Сойдя с автобуса на задворках Бухары, где пахло, как и триста лет назад (когда-то из-за полного отсутствия канализации и привычки жителей испражняться на улицах арабские философы переименовали Священную Бухару в Абу-Хару, что в переводе означает «отец дерьма»), я пошел искать цирюльню. Обойдя некоторые, а всего было их великое множество, я, понаблюдав за парикмахершами, выбрал подходящую.
Ханум[77]
лет под семьдесят, обладательница необъятных форм, лихо выплеснула грязную воду из тазика в чахлый палисадник перед крыльцом. Едва она скрылась за дверями, как я, приняв самое жалкое выражение лица, вошел в женское отделение, чем вызвал страшный переполох среди не до конца раскрепощенных женщин востока. Они охнули и схватились за платки. Я же направил стопы к необъятной мастерице и бухнулся перед ней на колени.— Матушка, спаси, возопил я, хватая ее за руки. Женщина вздрогнула, в ее черных миндалевидных глазах мелькнуло изумление, но в ту же минуту она махнула рукой молодицам, и они кинулись вон.
— Ай, зачем мужчине стоять на коленях? — спросила цирюльница, и я подумал, что опять не ошибся.
— Матушка, меня хотят убить, и, если вы верите в Аллаха, вы должны мне помочь.
— Аллах — это хорошо, но ты, может быть, вор или спал с чужой женой?
— Спаси Господи, — вырвалось у меня от всего сердца. — Причем тут жены? Я сбежал от русской разведки, потому что не хочу быть наемным убийцей. Мне надо вернуться домой. Я здесь у родственников гостил, а они меня поймали. Мне нужно к родственникам — у них мои документы.

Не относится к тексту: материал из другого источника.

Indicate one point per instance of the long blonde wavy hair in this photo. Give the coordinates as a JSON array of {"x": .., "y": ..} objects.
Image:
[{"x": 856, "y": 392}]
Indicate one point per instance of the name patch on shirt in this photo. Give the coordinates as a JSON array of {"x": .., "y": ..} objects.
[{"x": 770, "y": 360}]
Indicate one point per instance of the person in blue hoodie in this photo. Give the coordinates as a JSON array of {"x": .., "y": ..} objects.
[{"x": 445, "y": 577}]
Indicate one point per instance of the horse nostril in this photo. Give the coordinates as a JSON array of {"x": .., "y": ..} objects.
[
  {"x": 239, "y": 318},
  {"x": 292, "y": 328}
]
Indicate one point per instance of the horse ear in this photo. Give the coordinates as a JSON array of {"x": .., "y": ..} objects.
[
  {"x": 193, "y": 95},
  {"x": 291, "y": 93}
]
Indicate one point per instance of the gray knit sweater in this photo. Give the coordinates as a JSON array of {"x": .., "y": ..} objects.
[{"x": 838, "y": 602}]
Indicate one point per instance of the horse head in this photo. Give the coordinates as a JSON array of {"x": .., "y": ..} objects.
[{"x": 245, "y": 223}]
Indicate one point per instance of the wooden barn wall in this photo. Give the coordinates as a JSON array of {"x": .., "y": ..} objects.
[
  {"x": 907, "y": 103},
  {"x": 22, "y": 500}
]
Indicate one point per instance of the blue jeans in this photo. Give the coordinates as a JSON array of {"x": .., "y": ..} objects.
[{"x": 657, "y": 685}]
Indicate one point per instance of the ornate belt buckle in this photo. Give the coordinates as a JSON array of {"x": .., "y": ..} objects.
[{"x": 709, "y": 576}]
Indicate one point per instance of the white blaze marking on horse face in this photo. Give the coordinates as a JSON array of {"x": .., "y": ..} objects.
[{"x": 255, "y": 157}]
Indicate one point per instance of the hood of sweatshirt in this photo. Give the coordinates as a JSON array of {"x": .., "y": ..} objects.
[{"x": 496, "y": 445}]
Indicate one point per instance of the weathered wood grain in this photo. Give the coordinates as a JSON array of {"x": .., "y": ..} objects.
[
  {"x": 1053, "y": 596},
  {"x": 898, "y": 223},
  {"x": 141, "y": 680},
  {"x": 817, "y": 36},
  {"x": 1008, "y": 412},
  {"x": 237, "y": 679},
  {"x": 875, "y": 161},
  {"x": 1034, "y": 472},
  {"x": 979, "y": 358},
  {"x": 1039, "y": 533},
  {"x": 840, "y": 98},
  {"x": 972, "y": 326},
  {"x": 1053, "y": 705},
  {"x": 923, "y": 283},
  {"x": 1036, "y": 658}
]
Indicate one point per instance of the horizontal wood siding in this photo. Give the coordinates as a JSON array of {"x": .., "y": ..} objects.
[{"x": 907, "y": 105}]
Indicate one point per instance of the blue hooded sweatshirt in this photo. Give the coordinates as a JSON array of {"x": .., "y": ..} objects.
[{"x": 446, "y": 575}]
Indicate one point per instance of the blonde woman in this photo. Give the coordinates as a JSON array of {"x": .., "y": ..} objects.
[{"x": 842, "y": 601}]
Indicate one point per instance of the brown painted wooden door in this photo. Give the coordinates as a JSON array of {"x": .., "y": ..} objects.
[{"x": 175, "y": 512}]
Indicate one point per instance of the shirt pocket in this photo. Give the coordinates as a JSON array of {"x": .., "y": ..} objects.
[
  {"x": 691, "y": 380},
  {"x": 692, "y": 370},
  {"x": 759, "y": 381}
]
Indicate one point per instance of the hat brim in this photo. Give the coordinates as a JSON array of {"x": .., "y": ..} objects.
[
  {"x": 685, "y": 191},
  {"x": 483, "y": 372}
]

Женщина молчала. Ее лоб был до бровей скрыт разноцветным шелковым платком, сильные пальцы в перстнях скрестились на необъятной груди. Я не отрываясь смотрел в ее живые черные глаза и твердо верил, что она не откажет мне. Мало кто из женщин, когда им не угрожает опасность, может отказать мужику. Читайте Мопассана.
— Так чего хочешь? — спросила она, и я решил, что с колен можно встать. Я вскочил и, склонившись к ней с выражением то ли почтительного сына, то ли молодого джигита, произнес:
— Мне нужно, чтобы вы помогли мне изменить внешность. Покрасить волосы, кожу, постричь — что угодно. Беда в том, что мне совершенно нечем за это заплатить.
— Ай, дорогой, зачем деньги? Не можешь заплатить, поможешь и мне, так?
Я вообразил себя проданным в рабство и осторожно ответил:
— Уважаемая, чем смогу — помогу.
— Вот и хорошо.
Женщина взяла меня под локоть и увлекла в хтонические недра трущобной цирюльни.
* * *
Усадив меня в скрипучее кресло времен Брежнева, она набросила на меня покрывало и окинула цепким профессиональным взглядом.
— Что хочешь?
— Хочу быть лысым брюнетом со смуглой кожей. Кожу можно хной…
— Ай, бек, ай, дорогой, ты свою маму рожать учил?
— Молчу-молчу.
— Давай сначала покрасим, потом пострижем, как здесь мужчины носят. А кожа… Можно кожу. Сейчас автозагар продается, но он проступит только часов через шесть, да и ляжет плохо. Что ж, украсим тебя, как невесту к свадьбе.
Женщина засучила рукава полосатого платья и принялась за работу. Сначала мне на голову нанесли отвратительно воняющую смесь под лихим названием «Черный бриллиант». Затем я посидел с полотенцем на голове за занавесочкой в каком-то закутке, где развлекался тем, что слушал болтовню местных красавиц, причем понимал из нее только слова типа «мобильник», «рубероид» и «мерседес». Потом меня вывели, помыли мне голову и показали мне себя. Я ахнул. Если бы я знал раньше, что из меня получится такой сексуальный брюнет, я бы сделал это себе сам. Над моей буйной головой хищно лязгнули острые парикмахерские ножницы.
— Лысым ты всегда стать успеешь, дорогой.
И на пол полетели клочки волос цвета воронового крыла. Хорошо, что раньше я предпочитал буйную шевелюру, так что теперь было из чего фантазировать.